One study investigated the structure-function relationship in preterm infants between MRI and clinical measures of motor, neurological and neurobehavioral capacity. Researchers found strong associations between the General Movements Assessment, Hammersmith Neonatal Neurological Examination, NICU Neonatal Neurobehavioral Scale, Premie-Neuro, and Test of Infant Motor Performance that correlated with the early and term-equivalent MRI. Based on a review of 88 articles that evaluated sensory-based interventions integrated in the care of very preterm infants in the NICU, nurturing interventions were noted to correlate with improved infant development and lower rates of maternal stress.

One such evidence-based multisensory program for hospitalized preterm infants is the SENSE II Program: The Supporting and Enhancing NICU Sensory Experiences 2nd Edition (SENSE II). The SENSE II program was developed to engage parents in consistently providing positive, developmentally appropriate sensory exposures to high-risk infants in the NICU every day of hospitalization. The SENSE II program includes specific doses and targeted timing (based on postmenstrual age) of evidence-based interventions of auditory, tactile, vestibular, kinesthetic, olfactory, and visual exposures to be conducted daily through hospitalization for preterm infants. The program also comprises a curated collection of parent educational materials aimed at guiding parents on infant sensory development, parenting in the NICU, and coaches families how to tailor nurturing interventions contingently upon infant responses and tolerance.

While these previous studies using serial imaging techniques provide a great foundation to understand individual brain development in the preterm infant, the lack of systematic regular serial MRI scans over the course of the entire NICU stay leaves room for future investigations to define the timing and factors associated with brain injury, as well as the pattern of brain growth in the preterm infant over the course of NICU the hospitalization. Newer imaging analysis methods are now available that allow regional brain volumes to be studied, which was not previously possible. Also, transporting small infants out of the NICU to the MRI scanner was a major barrier to carrying out serial studies without risk. This can now be overcome by new in-NICU MRI scanning technologies. As such, the Aspect Embrace Neonatal MRI System is an FDA-approved device which uses innovative technology to safely and effectively image infants within the NICU care environment. This type of in-NICU MRI scanner is available at this study site, specifically designed for infant neuroimaging and featuring a built-in incubator, self-contained magnet, and continuous video monitoring.
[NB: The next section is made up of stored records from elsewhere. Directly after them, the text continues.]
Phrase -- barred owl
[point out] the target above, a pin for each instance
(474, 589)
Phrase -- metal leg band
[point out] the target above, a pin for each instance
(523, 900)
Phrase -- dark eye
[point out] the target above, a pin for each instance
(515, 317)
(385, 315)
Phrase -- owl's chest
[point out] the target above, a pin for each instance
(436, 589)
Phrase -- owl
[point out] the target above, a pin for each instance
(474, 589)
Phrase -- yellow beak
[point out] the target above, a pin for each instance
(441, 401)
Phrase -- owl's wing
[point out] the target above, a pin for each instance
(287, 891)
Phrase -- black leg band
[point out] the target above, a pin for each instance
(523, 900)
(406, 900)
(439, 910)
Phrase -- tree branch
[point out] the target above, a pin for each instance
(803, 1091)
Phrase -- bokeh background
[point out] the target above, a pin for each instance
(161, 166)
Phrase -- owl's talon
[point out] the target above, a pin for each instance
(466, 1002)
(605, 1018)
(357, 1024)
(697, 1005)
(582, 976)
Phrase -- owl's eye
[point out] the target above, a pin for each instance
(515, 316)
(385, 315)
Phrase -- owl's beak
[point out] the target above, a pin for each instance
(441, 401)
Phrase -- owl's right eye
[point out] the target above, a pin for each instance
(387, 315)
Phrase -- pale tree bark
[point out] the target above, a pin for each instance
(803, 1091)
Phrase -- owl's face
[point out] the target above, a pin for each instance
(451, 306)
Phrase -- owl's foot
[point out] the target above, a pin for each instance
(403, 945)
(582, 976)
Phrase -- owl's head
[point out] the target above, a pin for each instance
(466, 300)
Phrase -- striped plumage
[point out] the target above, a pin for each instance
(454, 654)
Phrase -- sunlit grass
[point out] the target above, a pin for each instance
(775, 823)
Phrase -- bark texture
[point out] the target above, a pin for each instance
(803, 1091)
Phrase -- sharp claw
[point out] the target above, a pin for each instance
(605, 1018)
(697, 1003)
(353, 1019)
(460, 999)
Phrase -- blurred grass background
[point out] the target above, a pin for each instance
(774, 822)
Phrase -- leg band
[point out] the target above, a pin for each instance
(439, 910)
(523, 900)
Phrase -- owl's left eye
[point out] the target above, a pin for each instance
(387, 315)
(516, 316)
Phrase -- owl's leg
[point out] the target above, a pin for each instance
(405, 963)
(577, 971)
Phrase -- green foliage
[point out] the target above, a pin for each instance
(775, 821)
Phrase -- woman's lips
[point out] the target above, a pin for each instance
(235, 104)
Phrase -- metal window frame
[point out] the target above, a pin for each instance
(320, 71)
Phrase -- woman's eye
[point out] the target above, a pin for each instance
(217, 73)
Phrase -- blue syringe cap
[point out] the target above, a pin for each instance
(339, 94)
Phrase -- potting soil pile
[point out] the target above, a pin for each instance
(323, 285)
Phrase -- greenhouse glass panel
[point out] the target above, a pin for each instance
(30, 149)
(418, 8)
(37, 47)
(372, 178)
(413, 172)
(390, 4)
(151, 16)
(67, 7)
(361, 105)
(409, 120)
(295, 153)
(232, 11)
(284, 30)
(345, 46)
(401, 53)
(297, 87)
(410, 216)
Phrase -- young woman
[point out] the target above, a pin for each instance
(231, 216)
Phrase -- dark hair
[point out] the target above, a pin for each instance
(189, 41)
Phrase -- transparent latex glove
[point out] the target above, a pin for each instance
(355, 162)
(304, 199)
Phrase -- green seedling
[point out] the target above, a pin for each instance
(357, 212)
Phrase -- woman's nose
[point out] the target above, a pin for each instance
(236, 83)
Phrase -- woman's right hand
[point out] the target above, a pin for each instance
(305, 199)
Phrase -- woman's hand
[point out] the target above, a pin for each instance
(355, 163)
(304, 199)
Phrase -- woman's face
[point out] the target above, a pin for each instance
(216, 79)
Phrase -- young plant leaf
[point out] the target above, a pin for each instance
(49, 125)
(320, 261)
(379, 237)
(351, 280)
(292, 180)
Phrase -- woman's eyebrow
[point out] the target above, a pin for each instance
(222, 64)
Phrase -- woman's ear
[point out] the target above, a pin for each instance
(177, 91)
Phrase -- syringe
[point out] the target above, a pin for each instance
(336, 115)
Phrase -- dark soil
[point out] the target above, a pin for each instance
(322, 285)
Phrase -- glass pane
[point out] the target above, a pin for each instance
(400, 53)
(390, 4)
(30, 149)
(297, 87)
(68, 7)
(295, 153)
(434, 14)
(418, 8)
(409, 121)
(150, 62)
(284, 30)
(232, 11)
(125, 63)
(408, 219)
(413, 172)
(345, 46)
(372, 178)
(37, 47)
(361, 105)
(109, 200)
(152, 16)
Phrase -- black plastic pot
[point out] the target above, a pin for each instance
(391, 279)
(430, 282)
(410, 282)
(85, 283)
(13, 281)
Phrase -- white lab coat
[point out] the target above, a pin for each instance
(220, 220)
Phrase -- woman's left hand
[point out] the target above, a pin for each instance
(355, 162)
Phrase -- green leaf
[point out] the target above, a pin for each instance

The present study plans to enroll very preterm infants who will receive brain MRI scans approximately every 2 weeks from enrollment until term-equivalent age, with an anticipated total of at least 3 brain scans, to monitor brain growth and evolution of injury throughout NICU hospitalization. Exposed infants will be categorized into two exposure groups (group 1: low-risk, and group 2: high-risk) based on the degree of neurological injury detected on early brain magnetic resonance imaging at study enrollment. Infants in the exposure groups will be compared with a reference group (group 3: unexposed). The primary outcome of this study consists of characterization of brain growth and development among preterm infants receiving NICU-based neuropromotive interventions compared to preterm infants receiving the standard of care at term-equivalent. Secondary outcomes include measures of infant neurodevelopment and parent-reported infant and family functioning at NICU discharge and at two years of age.